La solitude de Totti
Le rôle défensif de Totti dans le 4-3-3 aura été la clef du premier quart, au terme duquel le match bascule. S’il pouvait rejouer ce match, Garcia le commencerait sûrement en 4-2-3-1. Son capitaine a été terriblement seul au pressing, tiraillé entre deux tâches : surveiller Pirlo au risque d’ouvrir la première relance de Bonucci et inversement. Le manque de pressing n’a offert que trop rarement à la Roma le 3 contre 3 que Garcia avait peut-être en tête. Plus souvent, ce fut un 2 contre 1 : Bonucci et Pirlo contre Totti, voire un 4 contre 1, vu la faible activité de Gervinho et Llajic, comme l’illustre l’angle de passe trouvé par Bonucci ci-dessus.

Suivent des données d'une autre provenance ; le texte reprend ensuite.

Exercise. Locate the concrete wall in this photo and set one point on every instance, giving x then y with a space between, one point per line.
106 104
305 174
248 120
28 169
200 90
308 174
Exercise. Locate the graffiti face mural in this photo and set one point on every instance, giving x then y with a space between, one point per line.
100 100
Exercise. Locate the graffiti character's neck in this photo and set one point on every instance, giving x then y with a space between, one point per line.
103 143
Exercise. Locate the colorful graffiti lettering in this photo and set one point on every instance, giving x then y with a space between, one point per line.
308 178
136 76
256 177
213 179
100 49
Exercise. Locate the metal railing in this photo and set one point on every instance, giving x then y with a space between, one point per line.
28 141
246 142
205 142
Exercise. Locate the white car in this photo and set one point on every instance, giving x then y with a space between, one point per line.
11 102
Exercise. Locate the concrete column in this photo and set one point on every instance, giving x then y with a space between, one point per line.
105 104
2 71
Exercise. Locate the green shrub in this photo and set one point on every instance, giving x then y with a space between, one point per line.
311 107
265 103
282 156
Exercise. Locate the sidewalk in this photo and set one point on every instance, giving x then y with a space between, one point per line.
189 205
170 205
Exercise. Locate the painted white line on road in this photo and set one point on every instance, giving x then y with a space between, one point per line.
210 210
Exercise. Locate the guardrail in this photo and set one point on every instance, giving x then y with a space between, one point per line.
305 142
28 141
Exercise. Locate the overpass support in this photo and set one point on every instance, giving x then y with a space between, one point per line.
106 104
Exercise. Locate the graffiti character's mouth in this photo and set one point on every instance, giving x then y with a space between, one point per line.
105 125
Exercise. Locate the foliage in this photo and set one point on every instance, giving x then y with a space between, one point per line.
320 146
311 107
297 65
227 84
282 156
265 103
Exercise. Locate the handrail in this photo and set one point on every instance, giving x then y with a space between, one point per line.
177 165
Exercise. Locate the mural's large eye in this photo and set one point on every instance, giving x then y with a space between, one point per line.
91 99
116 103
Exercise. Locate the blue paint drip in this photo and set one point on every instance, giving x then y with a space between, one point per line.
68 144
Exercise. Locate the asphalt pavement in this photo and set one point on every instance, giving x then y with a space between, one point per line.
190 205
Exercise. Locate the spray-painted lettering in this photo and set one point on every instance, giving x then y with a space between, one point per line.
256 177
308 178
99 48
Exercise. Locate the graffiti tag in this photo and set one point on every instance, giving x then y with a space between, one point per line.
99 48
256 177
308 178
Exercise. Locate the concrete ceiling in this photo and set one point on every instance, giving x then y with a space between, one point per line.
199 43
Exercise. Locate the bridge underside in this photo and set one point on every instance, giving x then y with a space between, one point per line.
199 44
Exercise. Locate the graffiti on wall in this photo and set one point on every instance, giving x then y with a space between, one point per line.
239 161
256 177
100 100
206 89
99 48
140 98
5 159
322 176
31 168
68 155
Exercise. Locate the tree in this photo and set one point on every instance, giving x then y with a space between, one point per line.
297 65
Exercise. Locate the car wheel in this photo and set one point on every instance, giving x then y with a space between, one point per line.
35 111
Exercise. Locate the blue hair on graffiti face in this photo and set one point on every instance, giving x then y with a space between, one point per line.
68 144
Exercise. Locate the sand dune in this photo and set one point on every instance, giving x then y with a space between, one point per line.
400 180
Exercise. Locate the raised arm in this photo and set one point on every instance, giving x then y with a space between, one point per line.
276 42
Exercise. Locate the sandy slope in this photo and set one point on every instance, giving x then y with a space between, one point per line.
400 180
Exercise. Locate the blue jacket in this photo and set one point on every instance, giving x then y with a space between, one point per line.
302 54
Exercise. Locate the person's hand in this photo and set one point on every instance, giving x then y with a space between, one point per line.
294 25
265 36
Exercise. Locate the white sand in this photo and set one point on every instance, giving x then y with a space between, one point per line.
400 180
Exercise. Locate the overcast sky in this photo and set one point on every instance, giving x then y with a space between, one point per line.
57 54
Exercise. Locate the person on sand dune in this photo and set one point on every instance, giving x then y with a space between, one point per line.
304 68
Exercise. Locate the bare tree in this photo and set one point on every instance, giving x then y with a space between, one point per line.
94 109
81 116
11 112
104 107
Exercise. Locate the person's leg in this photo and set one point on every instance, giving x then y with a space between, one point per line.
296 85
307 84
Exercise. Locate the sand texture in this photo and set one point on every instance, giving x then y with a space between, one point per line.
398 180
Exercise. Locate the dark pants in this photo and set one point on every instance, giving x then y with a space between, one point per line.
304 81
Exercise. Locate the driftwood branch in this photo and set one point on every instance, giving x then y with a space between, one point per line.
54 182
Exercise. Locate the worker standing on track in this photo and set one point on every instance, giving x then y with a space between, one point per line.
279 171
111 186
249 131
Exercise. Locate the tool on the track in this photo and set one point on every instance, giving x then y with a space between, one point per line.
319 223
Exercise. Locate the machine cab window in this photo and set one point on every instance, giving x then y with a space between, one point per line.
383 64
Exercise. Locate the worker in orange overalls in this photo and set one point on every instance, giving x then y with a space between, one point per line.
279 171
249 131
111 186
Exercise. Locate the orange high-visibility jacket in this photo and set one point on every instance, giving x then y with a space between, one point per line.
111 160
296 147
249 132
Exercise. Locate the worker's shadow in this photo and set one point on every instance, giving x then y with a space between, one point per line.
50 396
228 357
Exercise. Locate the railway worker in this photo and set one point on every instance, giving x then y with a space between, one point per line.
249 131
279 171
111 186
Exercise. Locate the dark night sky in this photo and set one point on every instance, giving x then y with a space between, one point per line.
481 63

Les triangles du 4-3-3 romain annihilés
Après l’ouverture du score, les Romains ont essayé de faire ce qu’ils n’avaient pas fait jusqu’alors offensivement, cherchant plus d’appuis dans la zone de vérité. Mais là encore, par manque de justesse et face à une Juve ultra compacte et agressive, il se précipitent en n’inquiètant pas les Bianconeri. Maicon ne passe jamais derrière Asamoah, et Dodo ne dépasse jamais Lichsteiner. Gervinho ne combine que trop peu avec son latéral et sa qualité de percussion est neutralisée par les prises à 2/3 qu’il subit face à Lichsteiner, Vidal et Barzagli. Les triangles Maicon – Pjanic – Ljajic à droite et surtout Gervinho – Dodo – Strootman à gauche n’ont que trop peu combiné, et ce trop loin du but de Buffon. Jamais, ils n’ont véritablement créé de décalage. Bien neutralisé par le dense cœur du jeu de la Juve, et pas assez aidé par un bloc trop bas et pas assez conquérant, Totti n’a jamais pu transformer ces triangles (et celui du cœur du jeu De Rossi – Pjanic – Strootman) en losanges.
Pirlo > De Rossi
En fin de première mi-temps, la Roma a tenté de faire monter son bloc d’un cran. On a vu Totti venir presser sur Bonucci, Gervinho sur Barzagli et Ljajic sur Chiellini. Le problème, c’est que le reste du bloc (milieu et défense) a continué à stationner toujours aussi bas. L’équipe s’est retrouvée coupée en deux, en 4-3-0-3, ce qui a laissé à Pirlo, libéré du marquage de Totti – mais pas pour autant ennuyé par De Rossi – une grande liberté dans la distribution. La comparaison de leurs matchs illustre bien ce Juve – Roma. 56 passes réussies dont 21 vers le dernier tiers du terrain pour Pirlo, 72 passes dont 9 vers le dernier tiers pour De Rossi.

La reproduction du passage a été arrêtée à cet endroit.